Amelia Earhart Fashions were affordable separates sold exclusively at Macy's and Marshall Field's. The line's dresses, blouses, pants, suits, and hats were made of cotton and parachute silk and featured aviation-inspired details, like propeller-shaped buttons. Earhart studied sewing as a girl and actually made her own samples.

13. THE U.S. GOVERNMENT SPENT $4 MILLION SEARCH FOR EARHART.

At the time, it was the most expensive air and sea search in history. Earhart's plane disappeared July 2, 1937. The official search ended a little over two weeks later on July 19. Putnam then financed a private search, chartering boats to the Phoenix Islands, Christmas Island, Fanning Island, the Gilbert Islands, and the Marshall Islands.

14. THE SEARCH ISN'T OVER.

There are several theories about what happened to Earhart's plane during her last flight. Most people believe she ran out of fuel and crashed into the Pacific Ocean. Others believe she landed on an island and died of thirst, starvation, injury, or at the hands of Japanese soldiers in Saipan. In 1970, one man even claimed that Earhart was alive and well and living a secret life in New Jersey.

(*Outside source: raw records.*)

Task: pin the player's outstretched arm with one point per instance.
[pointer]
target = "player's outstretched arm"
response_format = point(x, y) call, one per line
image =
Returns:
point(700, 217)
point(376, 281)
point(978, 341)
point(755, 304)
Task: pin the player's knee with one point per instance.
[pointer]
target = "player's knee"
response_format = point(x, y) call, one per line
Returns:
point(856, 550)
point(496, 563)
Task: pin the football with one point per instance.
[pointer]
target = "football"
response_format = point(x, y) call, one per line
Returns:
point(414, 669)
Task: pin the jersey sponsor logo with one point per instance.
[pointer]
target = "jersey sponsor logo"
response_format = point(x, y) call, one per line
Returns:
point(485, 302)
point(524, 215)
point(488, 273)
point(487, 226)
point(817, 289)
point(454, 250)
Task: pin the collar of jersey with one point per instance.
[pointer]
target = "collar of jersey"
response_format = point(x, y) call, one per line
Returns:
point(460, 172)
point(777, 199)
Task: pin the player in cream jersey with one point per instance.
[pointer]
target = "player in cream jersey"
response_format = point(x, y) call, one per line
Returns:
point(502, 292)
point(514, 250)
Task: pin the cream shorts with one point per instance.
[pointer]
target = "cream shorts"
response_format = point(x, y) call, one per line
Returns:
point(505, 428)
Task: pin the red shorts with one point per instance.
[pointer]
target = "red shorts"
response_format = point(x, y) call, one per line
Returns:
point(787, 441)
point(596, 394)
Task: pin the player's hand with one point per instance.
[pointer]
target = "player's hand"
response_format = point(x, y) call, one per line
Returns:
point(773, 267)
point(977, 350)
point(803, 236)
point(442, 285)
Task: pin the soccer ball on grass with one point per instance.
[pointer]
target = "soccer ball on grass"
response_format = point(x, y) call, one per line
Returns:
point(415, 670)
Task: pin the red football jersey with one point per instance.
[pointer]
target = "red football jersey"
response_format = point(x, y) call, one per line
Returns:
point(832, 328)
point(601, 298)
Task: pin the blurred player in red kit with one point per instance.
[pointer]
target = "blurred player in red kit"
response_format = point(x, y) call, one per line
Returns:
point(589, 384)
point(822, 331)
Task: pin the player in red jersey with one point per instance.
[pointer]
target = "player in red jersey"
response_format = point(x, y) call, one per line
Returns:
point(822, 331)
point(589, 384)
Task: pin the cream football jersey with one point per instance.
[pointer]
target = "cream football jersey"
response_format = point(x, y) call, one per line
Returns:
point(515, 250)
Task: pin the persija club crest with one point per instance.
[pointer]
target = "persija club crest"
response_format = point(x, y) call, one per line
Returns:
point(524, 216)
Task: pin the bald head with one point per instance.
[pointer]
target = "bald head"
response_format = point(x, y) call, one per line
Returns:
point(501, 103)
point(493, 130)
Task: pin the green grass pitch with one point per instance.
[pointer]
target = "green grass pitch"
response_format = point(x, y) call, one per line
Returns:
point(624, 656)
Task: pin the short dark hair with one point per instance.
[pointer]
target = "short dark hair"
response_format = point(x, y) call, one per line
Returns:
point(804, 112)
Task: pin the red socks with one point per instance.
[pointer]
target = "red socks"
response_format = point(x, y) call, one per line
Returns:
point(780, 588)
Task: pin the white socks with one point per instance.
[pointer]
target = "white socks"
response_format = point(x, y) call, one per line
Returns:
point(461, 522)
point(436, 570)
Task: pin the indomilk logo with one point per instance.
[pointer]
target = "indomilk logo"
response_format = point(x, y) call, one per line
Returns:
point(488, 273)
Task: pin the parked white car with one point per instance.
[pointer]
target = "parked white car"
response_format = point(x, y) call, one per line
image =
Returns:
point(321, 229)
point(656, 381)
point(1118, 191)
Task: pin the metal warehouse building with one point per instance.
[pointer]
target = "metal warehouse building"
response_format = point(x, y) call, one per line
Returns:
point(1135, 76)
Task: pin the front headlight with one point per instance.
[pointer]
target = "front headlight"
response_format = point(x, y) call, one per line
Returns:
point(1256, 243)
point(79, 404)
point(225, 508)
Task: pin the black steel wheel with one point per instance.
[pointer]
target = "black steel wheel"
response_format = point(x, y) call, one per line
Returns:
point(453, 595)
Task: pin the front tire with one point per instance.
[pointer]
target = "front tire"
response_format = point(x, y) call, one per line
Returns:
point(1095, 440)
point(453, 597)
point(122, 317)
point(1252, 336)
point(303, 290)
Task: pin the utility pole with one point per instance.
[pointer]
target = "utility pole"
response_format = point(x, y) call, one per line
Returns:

The International Group for Historic Aircraft Recovery (TIGHAR) has explored the theory that Earhart and her navigator Fred Noonan lived as castaways before dying on Gardner Island, now called Nikumaroro, in the western Pacific. Over the years, they've found a few potential artifacts, including evidence of campfire sites, pieces of Plexiglas, and an empty jar of the brand of freckle cream that Earhart used.

In early July 2017, a photo surfaced that seemed to confirm the theory that Earhart and Noonan crashed and were captured by Japanese soldiers, but that photo was quickly debunked.

15. TODAY, ANOTHER AMELIA EARHART IS MAKING HISTORY.

In 2014, another pilot named Amelia Earhart took to the skies to set a world record. The then-31-year-old California native became the youngest woman to fly 24,300 miles around the world in a single-engine plane. Her namesake never completed the journey, but the younger Earhart landed safely in Oakland on July 11, 2014. We think "Lady Lindy" would be proud.